This is what Francis (Owen Wilson), the eldest of three brothers, has in mind for himself and his clan. The brothers haven’t spoken in the year since their father’s funeral, and Francis figures a trip on the Darjeeling Limited through India is just what they need to heal. His brothers Peter (Adrien Brody) and Jack (Jason Schwartzman) wear their wounds in soulful stares and muted words; only Francis, the least self-aware of the bunch, wears his bandaging on the outside. Somewhere at the end of their journey waits their estranged mother Patricia (Anjelica Huston), a woman less than thrilled with the idea of a family reunion.

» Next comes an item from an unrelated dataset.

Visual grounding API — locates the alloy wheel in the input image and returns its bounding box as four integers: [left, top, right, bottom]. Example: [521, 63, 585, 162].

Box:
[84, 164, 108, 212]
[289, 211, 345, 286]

So, yes, it’s a Wes Anderson film about a dysfunctional family of wealthy misfits trying to reconcile. Surprise! Why the three brothers are so distant from one another, and why their mother prefers to stay out of the lives of all of them, is left largely unspecified; broad and opaque references to wounds and grievances past are evidently meant to show and not tell, but in reality all that vagueness reads as flimsiness. It’s the journey that’s meant to make the movie, anyway, not the catalyst.

It’s too bad there isn’t much to the journey. Jack and Peter enact small mutinies under the ham-fisted rule of Francis, Jack courts a fetching stewardess (Amara Karan) to heal the wounds from his last relationship, and various pairs of the boys conspire to keep secrets from the third. They swap prescription drugs. They annoy the Darjeeling Limited’s porter. Eventually they meet their mother.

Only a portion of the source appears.